Филипп Гальсман скончался в 1979 году и почти никогда не вспоминал о своей драматической поездке в Тироль сорок лет назад.
Но история Макса не закончилась в 1928 году. В 1991 году, через шестьдесят три года после его смерти, один любопытный журналист выведал то, что так и осталось неизвестным, – что же сталось с отделенной от тела головой Макса. Он сделал необходимые розыски и установил, что она так и хранится в горшке с формальдегидом, в инсбрукском Институте судебной медицины.
Меня это заинтриговало, и я иду в отделение еврейской общины в Инсбруке, где читаю небольшую переписку о ходе деликатных переговоров насчет выдачи головы дантиста для захоронения в августе 1991 года. Оказывается, даже на этом последнем этапе не все шло гладко.
Голову Макса нельзя было соединить с телом: на еврейском кладбище Инсбрука больше не существовало его могилы. В 1970-х годах кладбище уменьшили, а некоторые захоронения перенесли, потому что вдоль кладбища велось строительство дороги.

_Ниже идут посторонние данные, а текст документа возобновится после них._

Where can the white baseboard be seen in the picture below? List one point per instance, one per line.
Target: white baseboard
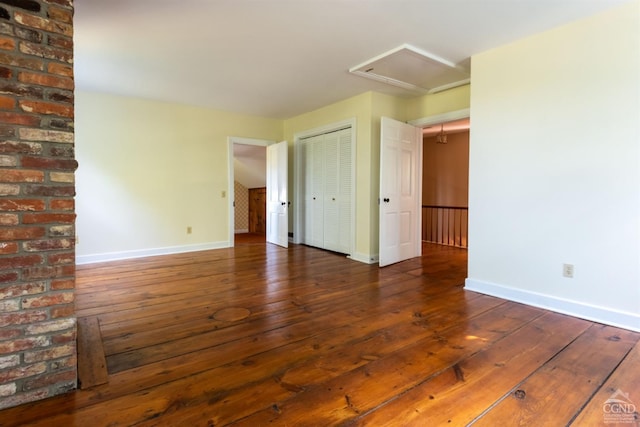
(604, 315)
(116, 256)
(367, 259)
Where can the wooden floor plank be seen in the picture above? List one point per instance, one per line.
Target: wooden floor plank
(555, 393)
(92, 365)
(623, 384)
(477, 382)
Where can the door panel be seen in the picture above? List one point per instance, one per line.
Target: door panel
(277, 203)
(400, 191)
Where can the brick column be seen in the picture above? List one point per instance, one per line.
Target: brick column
(37, 212)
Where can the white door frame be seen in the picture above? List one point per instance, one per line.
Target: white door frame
(278, 194)
(298, 172)
(230, 191)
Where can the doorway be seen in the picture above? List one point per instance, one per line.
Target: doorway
(247, 165)
(449, 219)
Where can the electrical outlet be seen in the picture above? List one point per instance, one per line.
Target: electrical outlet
(567, 270)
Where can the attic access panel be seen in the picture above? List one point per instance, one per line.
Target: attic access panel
(413, 69)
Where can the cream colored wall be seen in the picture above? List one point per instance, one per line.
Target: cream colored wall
(567, 189)
(148, 170)
(438, 103)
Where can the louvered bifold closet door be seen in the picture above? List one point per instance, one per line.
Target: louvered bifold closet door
(314, 191)
(331, 192)
(328, 186)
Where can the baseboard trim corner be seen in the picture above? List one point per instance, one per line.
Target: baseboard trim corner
(607, 316)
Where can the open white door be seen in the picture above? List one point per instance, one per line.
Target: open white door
(400, 191)
(277, 203)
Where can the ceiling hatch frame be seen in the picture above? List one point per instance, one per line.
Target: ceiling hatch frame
(413, 69)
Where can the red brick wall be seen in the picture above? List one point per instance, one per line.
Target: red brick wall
(37, 212)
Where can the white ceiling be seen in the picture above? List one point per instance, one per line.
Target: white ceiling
(281, 58)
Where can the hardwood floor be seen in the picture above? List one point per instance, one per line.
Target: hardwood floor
(260, 335)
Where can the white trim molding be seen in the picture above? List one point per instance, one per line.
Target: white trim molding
(451, 116)
(594, 313)
(141, 253)
(367, 259)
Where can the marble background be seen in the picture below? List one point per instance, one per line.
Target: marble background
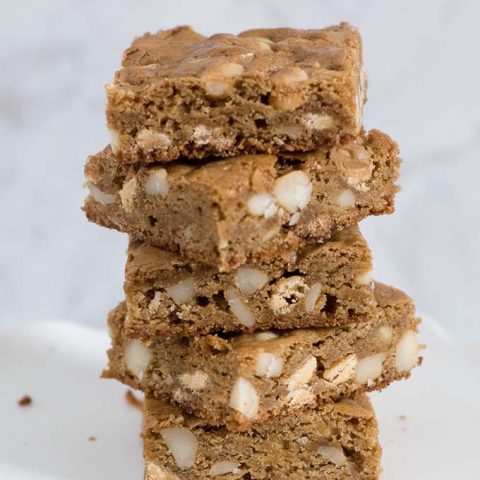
(424, 73)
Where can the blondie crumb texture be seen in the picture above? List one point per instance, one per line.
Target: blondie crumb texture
(321, 285)
(180, 94)
(336, 441)
(252, 208)
(241, 380)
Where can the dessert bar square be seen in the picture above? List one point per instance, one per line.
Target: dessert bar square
(252, 208)
(321, 285)
(180, 94)
(334, 441)
(239, 380)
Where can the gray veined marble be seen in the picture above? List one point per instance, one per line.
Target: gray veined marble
(424, 70)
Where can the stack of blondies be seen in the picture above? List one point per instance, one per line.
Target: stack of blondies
(239, 167)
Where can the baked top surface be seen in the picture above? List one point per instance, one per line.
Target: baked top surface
(183, 53)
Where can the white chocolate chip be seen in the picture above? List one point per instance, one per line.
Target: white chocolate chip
(216, 88)
(294, 218)
(293, 190)
(182, 444)
(264, 336)
(289, 76)
(333, 454)
(114, 139)
(149, 140)
(354, 164)
(286, 293)
(365, 278)
(244, 398)
(303, 375)
(241, 311)
(100, 196)
(342, 371)
(127, 195)
(194, 381)
(346, 199)
(385, 333)
(224, 467)
(269, 365)
(369, 369)
(249, 280)
(262, 204)
(137, 358)
(315, 121)
(406, 355)
(312, 296)
(157, 182)
(182, 292)
(301, 396)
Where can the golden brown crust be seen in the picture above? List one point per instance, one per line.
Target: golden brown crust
(180, 94)
(206, 213)
(302, 368)
(337, 441)
(320, 285)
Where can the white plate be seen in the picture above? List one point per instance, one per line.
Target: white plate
(429, 425)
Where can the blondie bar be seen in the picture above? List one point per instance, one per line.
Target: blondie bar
(239, 380)
(182, 95)
(225, 213)
(321, 285)
(337, 441)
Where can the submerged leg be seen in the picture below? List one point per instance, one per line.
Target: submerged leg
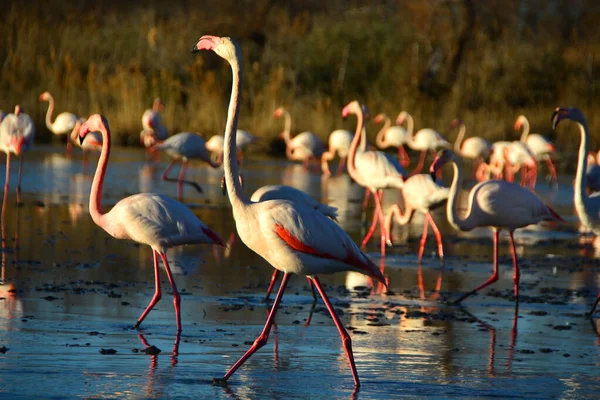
(346, 341)
(157, 291)
(261, 340)
(492, 278)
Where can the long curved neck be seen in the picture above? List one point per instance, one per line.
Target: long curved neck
(379, 139)
(230, 164)
(49, 112)
(359, 135)
(459, 138)
(95, 206)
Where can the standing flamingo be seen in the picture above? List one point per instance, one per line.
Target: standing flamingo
(497, 204)
(147, 218)
(540, 147)
(183, 147)
(424, 140)
(421, 193)
(374, 170)
(292, 237)
(16, 136)
(305, 146)
(392, 136)
(64, 122)
(587, 207)
(339, 142)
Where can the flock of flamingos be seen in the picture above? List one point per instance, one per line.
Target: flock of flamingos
(292, 231)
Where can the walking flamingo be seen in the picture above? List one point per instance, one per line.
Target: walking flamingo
(540, 147)
(392, 136)
(147, 218)
(421, 193)
(339, 142)
(424, 140)
(63, 123)
(16, 136)
(373, 170)
(497, 204)
(587, 207)
(305, 146)
(292, 237)
(183, 147)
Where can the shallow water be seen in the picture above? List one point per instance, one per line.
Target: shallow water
(70, 290)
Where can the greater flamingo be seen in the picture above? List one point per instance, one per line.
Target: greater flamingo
(63, 123)
(497, 204)
(183, 147)
(339, 142)
(16, 136)
(420, 193)
(540, 147)
(147, 218)
(374, 170)
(293, 238)
(587, 207)
(474, 148)
(424, 140)
(392, 136)
(305, 146)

И наконец, заминка случилась в последнюю минуту: после захоронения голову Макса немедленно выкопали, потому что на кладбище появился директор Института судебной медицины и заявил, что перед захоронением должен лично опознать ее.
Только второе захоронение поставило наконец точку в этой темной и непростой главе истории инсбрукских евреев. А что же Шиндлеры? А им вскоре стало ясно, что не только евреям-иностранцам трудно в Инсбруке. Им пригодились вся «энергия и благоразумие», которые так превозносили их благодарные сотрудники в 1931 году.
10
Аншлюс
Инсбрук, Новый год, 1933
Зима и депрессия все глубже вгрызались в жизнь Австрии. В Инсбруке Гуго и кафе «У Шиндлеров» старались отвлечь людей от каждодневных забот. К началу года Гуго отпечатал рекламную листовку с таким текстом: «Два счастливых месяца! Новый год и карнавальный сезон 1933 года» (Zwei frohe Monate! Silvester und Fasching 1933) (см. илл. 14 на вкладке).
Проект этого приглашения уже не создавался художником по специальному заказу, да и тон его заметно изменился. Гуго не мог не замечать, что происходит за стенами его кафе, вот и предупредил, что торжества состоятся, «несмотря на тяжелые времена». Первый проблеск отчаяния?